10: Displacement
Displacement involves redirection emotions, typically from something or something less intimidating or uncomfortable than the cause of the emotions. The classic example is a person who has a bad day at the office, then goes home and initiates a quarrel with their spouse.
Displacement can have a chair-reaction type of effect: the man who has a bad day at the office starts a quarrel with his wife, she disposes of the emotional baggage by being controlling or stern with their child, and the child gets into a fight with one of his classmates.
Most commonly, displacement is identified with anger, but it can involve a wide range of emotions - such as the childless couple who dote upon their dog, the drudge worker who volunteers to work for charity, the unpopular child who becomes a video-game champion, and so on.
Displacement also plays a role of scapegoating, the very definition of which involves taking the feelings of frustration about something that cannot be controlled and directing it at something else. In the literal sense, farmers may torture and sacrifice an animal to vent their frustration at a poor harvest, and in the more common sense, a person who cannot accept their own failure blames another for having interfered in his efforts.
Displacement is also evident in hypocrisy: those who revile their own faults but refuse to change their habits are fond of criticizing others for the very same thing. It is their inability to control themselves (or even accept the need for self-discipline) displaced upon other people.
While the target of displacement is typically a person, it can also be inanimate objects (the golfer who blames his club for a poor game) or imaginary ones (belief in gods and other supernatural forces). With trials and genocide are often dramatic instances of scapegoating.
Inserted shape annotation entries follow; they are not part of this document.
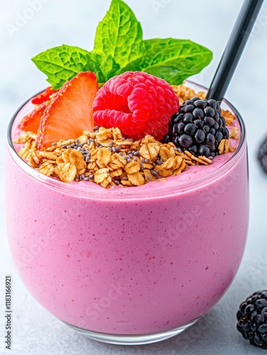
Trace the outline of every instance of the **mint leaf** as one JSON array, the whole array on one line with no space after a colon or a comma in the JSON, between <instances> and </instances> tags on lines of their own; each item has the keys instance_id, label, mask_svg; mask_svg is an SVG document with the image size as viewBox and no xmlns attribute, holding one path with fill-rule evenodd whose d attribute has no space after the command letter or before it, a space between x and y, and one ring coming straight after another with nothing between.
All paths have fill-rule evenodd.
<instances>
[{"instance_id":1,"label":"mint leaf","mask_svg":"<svg viewBox=\"0 0 267 355\"><path fill-rule=\"evenodd\" d=\"M120 65L115 61L113 57L110 54L100 66L100 69L104 76L105 81L108 81L112 77L120 74Z\"/></svg>"},{"instance_id":2,"label":"mint leaf","mask_svg":"<svg viewBox=\"0 0 267 355\"><path fill-rule=\"evenodd\" d=\"M99 23L93 52L104 54L106 58L111 55L120 67L144 54L140 23L122 0L112 0L108 11Z\"/></svg>"},{"instance_id":3,"label":"mint leaf","mask_svg":"<svg viewBox=\"0 0 267 355\"><path fill-rule=\"evenodd\" d=\"M154 38L144 41L146 53L123 70L142 70L165 79L171 84L200 72L209 64L212 53L205 47L189 40Z\"/></svg>"},{"instance_id":4,"label":"mint leaf","mask_svg":"<svg viewBox=\"0 0 267 355\"><path fill-rule=\"evenodd\" d=\"M47 80L54 89L59 89L79 72L90 70L94 65L89 52L67 45L42 52L32 60L47 75Z\"/></svg>"}]
</instances>

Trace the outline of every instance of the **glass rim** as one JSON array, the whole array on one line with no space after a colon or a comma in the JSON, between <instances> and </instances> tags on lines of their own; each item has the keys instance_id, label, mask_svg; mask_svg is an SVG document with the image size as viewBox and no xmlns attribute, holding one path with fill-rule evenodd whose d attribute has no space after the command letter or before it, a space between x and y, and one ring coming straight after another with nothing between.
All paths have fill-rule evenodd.
<instances>
[{"instance_id":1,"label":"glass rim","mask_svg":"<svg viewBox=\"0 0 267 355\"><path fill-rule=\"evenodd\" d=\"M191 86L197 87L199 89L207 92L208 89L200 84L195 83L191 80L186 80L186 84L188 84ZM225 103L237 117L239 124L240 125L240 140L239 145L233 153L233 155L229 158L228 160L224 163L222 165L219 166L215 170L209 173L208 174L202 176L198 179L195 179L191 182L183 182L179 183L176 187L174 186L168 187L166 189L161 188L160 183L161 180L158 181L153 181L148 182L144 185L142 186L135 186L135 187L115 187L106 189L100 185L97 185L94 182L86 182L86 184L83 183L82 187L79 186L81 184L80 182L72 182L71 183L63 182L57 179L52 178L49 176L46 176L41 173L38 172L33 168L30 167L26 162L24 161L18 154L15 146L12 141L12 129L13 124L15 119L19 114L21 109L30 103L30 100L36 96L37 94L42 92L43 90L39 92L38 94L33 95L30 99L28 99L25 102L24 102L21 106L16 110L15 114L13 115L7 129L7 146L9 153L11 155L13 160L15 163L16 163L20 168L21 168L25 173L30 175L34 179L38 180L40 182L43 183L51 188L59 190L68 195L74 196L84 197L86 198L92 198L94 200L146 200L149 198L161 198L166 197L170 195L178 195L185 191L189 192L195 188L198 188L200 186L203 186L208 184L210 181L214 180L214 178L216 176L221 176L226 173L229 169L235 165L239 160L239 153L242 151L242 147L244 147L244 143L246 142L246 129L243 121L243 119L239 114L239 112L235 109L235 107L228 102L226 99L223 99L222 102ZM220 173L222 173L220 175ZM171 178L171 177L170 177ZM178 177L177 177L178 178ZM168 179L168 178L166 178ZM157 189L149 191L149 189L146 189L145 195L140 194L140 187L144 187L144 186L147 186L149 184L158 184L159 187ZM142 192L144 192L143 190ZM142 195L142 197L140 197Z\"/></svg>"}]
</instances>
Or less dramatically, the spate of executives who constantly blame "the economy" for their failure to run a profitable operation.
Scapegoating is the very basis for the christian religion, as the figure of Christ is a scapegoat for all of humanity - much in the way that lambs and goats were scarified in pre-christian religions.
One interesting form of displacement is internalization - in which an individual ascribes the behavior of others to his own shortcomings. This is a common behavior with depression and the author asserts that it can be said to underlie "almost every case of completed suicide."